Calvin Lab Auditorium

A hallmark of sensory cortical circuit function is the reliable expression of selective neuronal responses that enable the encoding of specific stimulus features. In principle, a variety of factors may contribute to a cortical neuron’s response selectivity including the tuning and strength of excitatory and inhibitory synaptic inputs, dendritic nonlinearities, and spike threshold. But how these factors act in combination to produce response selectivity remains poorly understood.    Here we employ a combination of techniques including in vivo whole-cell recording, synaptic and cellular resolution in vivo 2-photon calcium imaging, and GABAergic-selective optogenetic manipulation to dissect the factors contributing to direction selective responses of layer 2/3 neurons in ferret visual cortex. Two-photon calcium imaging of dendritic spines revealed that each neuron receives a mixture of excitatory synaptic inputs selective for the somatic preferred or null direction of motion.

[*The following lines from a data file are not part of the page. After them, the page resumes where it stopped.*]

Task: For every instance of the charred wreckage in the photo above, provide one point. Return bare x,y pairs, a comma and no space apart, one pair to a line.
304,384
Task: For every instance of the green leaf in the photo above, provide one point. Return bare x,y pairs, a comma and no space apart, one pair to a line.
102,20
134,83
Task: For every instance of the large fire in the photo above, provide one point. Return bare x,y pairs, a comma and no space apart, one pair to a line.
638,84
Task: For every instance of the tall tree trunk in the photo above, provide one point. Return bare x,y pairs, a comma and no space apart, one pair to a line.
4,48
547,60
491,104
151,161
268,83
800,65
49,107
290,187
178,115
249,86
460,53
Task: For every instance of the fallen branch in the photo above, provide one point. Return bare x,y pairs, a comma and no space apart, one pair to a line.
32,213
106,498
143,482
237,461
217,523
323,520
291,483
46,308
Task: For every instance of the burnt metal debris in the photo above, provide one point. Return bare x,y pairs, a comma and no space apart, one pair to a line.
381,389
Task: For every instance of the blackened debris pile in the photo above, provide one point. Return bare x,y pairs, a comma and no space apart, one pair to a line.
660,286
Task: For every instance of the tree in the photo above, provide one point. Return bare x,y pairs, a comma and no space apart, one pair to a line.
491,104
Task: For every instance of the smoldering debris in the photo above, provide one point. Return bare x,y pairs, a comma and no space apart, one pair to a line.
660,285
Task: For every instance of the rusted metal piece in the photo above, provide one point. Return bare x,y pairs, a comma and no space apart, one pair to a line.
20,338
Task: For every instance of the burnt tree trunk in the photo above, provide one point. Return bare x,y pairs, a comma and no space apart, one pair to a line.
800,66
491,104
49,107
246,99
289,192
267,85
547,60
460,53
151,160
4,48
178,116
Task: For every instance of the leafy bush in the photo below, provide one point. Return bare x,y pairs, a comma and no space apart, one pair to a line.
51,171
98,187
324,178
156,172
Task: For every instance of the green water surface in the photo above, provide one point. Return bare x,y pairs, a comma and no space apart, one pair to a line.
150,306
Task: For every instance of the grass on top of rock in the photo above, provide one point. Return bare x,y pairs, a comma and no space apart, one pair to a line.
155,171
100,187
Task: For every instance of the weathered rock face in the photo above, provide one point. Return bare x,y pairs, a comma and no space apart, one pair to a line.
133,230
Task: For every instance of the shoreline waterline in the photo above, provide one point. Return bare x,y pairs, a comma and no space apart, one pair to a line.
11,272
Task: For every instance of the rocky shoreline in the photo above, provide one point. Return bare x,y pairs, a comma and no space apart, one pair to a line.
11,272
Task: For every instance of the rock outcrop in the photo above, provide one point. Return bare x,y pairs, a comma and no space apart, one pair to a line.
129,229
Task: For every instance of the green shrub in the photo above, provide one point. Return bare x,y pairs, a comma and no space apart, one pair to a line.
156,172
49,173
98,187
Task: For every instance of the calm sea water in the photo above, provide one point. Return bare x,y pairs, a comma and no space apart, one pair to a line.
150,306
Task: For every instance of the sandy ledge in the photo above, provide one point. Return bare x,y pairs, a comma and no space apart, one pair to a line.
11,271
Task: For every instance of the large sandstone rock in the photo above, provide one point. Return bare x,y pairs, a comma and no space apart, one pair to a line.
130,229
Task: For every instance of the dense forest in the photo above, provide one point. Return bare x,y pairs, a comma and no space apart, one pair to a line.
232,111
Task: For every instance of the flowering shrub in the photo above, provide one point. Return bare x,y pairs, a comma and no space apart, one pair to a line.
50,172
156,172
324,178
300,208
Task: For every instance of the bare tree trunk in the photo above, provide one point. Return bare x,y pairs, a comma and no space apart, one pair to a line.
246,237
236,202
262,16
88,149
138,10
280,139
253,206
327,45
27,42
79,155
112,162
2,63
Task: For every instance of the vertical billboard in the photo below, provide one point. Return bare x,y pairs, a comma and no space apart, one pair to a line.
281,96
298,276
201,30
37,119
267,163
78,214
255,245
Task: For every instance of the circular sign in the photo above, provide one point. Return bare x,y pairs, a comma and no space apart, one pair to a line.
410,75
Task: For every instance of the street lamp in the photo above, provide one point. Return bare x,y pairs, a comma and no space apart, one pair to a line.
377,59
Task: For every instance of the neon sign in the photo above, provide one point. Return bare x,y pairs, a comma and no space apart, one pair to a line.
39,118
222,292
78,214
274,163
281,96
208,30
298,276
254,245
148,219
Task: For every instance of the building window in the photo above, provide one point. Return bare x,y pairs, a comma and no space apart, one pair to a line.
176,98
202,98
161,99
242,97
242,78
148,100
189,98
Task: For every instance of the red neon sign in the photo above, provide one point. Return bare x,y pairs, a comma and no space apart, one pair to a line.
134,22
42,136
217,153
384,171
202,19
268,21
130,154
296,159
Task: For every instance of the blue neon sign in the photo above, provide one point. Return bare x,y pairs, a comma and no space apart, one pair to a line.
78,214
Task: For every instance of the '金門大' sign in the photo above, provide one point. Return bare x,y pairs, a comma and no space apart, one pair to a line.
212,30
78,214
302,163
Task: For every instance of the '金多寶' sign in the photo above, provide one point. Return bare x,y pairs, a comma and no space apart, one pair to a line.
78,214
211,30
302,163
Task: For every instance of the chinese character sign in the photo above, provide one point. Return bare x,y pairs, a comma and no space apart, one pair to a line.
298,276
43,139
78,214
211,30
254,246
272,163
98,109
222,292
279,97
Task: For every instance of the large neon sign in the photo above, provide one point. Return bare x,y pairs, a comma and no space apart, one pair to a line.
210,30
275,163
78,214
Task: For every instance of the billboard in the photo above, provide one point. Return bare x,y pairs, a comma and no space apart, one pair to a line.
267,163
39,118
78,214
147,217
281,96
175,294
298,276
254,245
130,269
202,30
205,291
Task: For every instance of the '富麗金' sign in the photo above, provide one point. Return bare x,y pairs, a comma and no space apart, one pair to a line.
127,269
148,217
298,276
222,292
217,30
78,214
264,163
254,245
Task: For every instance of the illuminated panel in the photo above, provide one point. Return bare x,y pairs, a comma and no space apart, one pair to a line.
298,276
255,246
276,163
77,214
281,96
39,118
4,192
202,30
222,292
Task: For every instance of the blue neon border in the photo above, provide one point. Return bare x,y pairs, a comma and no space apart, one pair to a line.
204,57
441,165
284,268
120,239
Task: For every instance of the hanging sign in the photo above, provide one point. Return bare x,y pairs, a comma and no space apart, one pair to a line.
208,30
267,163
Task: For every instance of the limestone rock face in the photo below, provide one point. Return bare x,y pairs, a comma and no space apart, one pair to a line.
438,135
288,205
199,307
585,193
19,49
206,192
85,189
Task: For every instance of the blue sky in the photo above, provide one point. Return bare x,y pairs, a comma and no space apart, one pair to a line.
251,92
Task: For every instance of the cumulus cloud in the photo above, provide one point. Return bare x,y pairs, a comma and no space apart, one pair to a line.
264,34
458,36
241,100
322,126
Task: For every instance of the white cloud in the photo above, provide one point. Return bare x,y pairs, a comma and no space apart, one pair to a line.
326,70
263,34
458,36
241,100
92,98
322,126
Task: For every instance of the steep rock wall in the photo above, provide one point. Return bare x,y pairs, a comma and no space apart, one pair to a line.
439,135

In contrast, in vivo whole-cell patch clamp recordings revealed a striking degree of direction selectivity in subthreshold membrane potential responses that was significantly correlated with the degree of direction selectivity evident in the neuron’s spiking behavior. Several lines of evidence including conductance measurements suggest that inhibition preferentially suppresses responses to the null direction of motion. Consistent with this idea, optogenetic inactivation of GABAergic neurons in layer 2/3 preferentially enhanced responses to the null direction of motion, causing a reduction in membrane potential direction selectivity. Furthermore, using a new technique to optogenetically map connectivity from inhibitory onto excitatory neurons in layer 2/3 in vivo, we find that layer 2/3 inhibitory neurons make long-range, intercolumnar projections to excitatory neurons that prefer the opposite direction of motion. We conclude that intracortical inhibition exerts a major influence on the degree of direction selectivity in layer 2/3 of ferret visual cortex by preferentially suppressing responses to the null direction of motion.